This White Sox season is ridiculous, and speaking of which: Bye-bye, Pedro Grifol; hello, Tony La Russa?

La Russa is exactly the man for the job right now. Besides, Red Klotz isn’t available.

SHARE This White Sox season is ridiculous, and speaking of which: Bye-bye, Pedro Grifol; hello, Tony La Russa?
Chicago White Sox Workout

White Sox manager Pedro Grifol talks with senior advisor Tony La Russa during a spring training workout at Camelback Ranch on February 21, 2024 in Glendale, Arizona.

Michael Reaves/Getty

If you remember the old Washington Generals, then you should remember Red Klotz, the 5-7 Mel Brooks-lookalike player/coach who spent a good chunk of his lifetime as the most recognizable foil of the Harlem Globetrotters.

Klotz’s Generals lost to the Globetrotters more than 14,000 times and beat them once or twice, depending whom you ask. As win-loss records go, that one’s not very good. As a matter of fact, it’s even worse, if you can believe it, than White Sox manager Pedro Grifol’s record of 76-149 going into Friday’s game against the Red Sox at Guaranteed Rate Field.

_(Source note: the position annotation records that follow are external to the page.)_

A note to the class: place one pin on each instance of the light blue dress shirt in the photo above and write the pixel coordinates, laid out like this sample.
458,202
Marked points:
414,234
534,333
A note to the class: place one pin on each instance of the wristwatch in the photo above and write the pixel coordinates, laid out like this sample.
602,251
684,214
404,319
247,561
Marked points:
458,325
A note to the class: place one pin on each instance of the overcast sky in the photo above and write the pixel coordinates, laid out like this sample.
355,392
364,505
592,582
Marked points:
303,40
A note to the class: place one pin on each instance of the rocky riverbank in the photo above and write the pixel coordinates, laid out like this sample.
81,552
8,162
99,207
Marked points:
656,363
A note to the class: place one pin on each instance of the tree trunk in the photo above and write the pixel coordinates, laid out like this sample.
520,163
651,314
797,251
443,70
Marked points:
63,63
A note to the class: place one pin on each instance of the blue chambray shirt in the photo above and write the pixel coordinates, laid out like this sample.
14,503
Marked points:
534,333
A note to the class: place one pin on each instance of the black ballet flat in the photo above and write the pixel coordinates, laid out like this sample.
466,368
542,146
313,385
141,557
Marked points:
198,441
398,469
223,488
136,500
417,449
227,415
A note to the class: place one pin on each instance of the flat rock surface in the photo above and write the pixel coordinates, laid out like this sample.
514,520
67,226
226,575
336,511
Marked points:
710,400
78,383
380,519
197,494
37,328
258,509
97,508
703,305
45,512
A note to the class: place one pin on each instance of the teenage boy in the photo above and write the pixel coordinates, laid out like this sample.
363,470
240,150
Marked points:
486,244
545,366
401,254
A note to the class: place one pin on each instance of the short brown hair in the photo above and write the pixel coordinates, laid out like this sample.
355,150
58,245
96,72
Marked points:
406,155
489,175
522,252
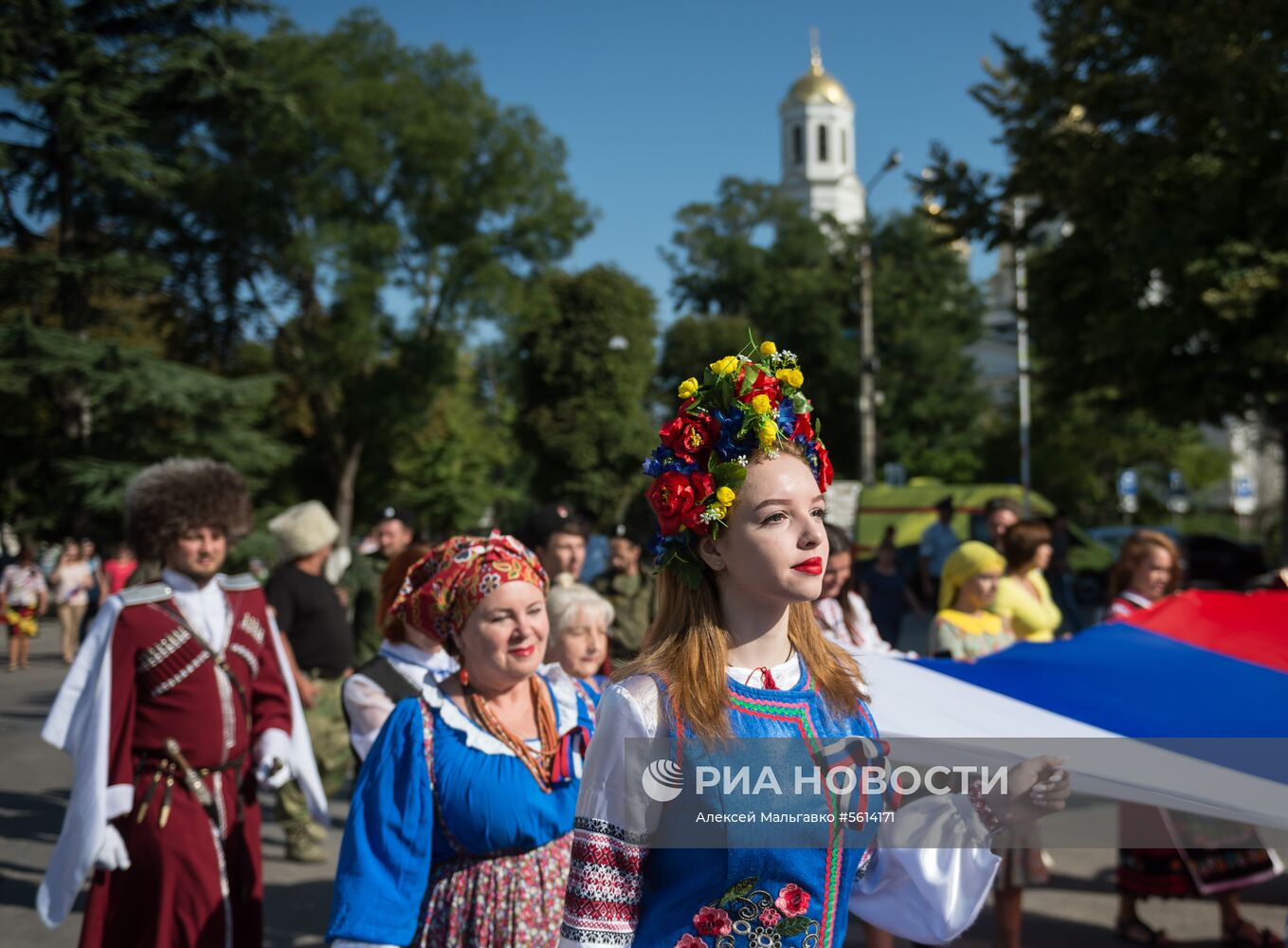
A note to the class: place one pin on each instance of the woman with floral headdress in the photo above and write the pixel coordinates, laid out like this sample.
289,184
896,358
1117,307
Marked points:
735,653
462,819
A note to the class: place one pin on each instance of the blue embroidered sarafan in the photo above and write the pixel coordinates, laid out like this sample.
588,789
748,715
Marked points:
782,897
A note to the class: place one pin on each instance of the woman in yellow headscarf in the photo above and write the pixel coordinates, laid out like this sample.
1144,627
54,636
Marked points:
964,628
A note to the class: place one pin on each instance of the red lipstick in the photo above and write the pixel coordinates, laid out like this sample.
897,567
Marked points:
813,566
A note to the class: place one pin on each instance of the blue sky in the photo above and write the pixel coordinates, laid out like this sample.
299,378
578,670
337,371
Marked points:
657,102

Why are we talking about Klotz, who died in 2014? That’s a good question that has no good answer. It’s a ridiculous way to begin a column about a ridiculous Sox organization and team with a ridiculous managerial situation among countless other ridiculous problems.

Anyway, one thing Klotz never did was accuse his Generals players of being “[bleeping] flat.” Or did he? Nobody knows. But we all heard Grifol call his Sox players “[bleeping] flat” after a recent game against the Orioles, one of the best teams in all of baseball, in a moment that was peak ridiculousness.

The Sox are so outmanned on a nightly basis, they might as well be having their pants pulled down and buckets of confetti thrown in their faces by opponents. If the Sox got rid of every player who doesn’t belong in the big leagues, they’d be able to get from team hotels to ballparks on the road in a single Uber. How could anyone tell if a team like this were flat? Grifol might as well have ripped a family of garden snails for not hustling.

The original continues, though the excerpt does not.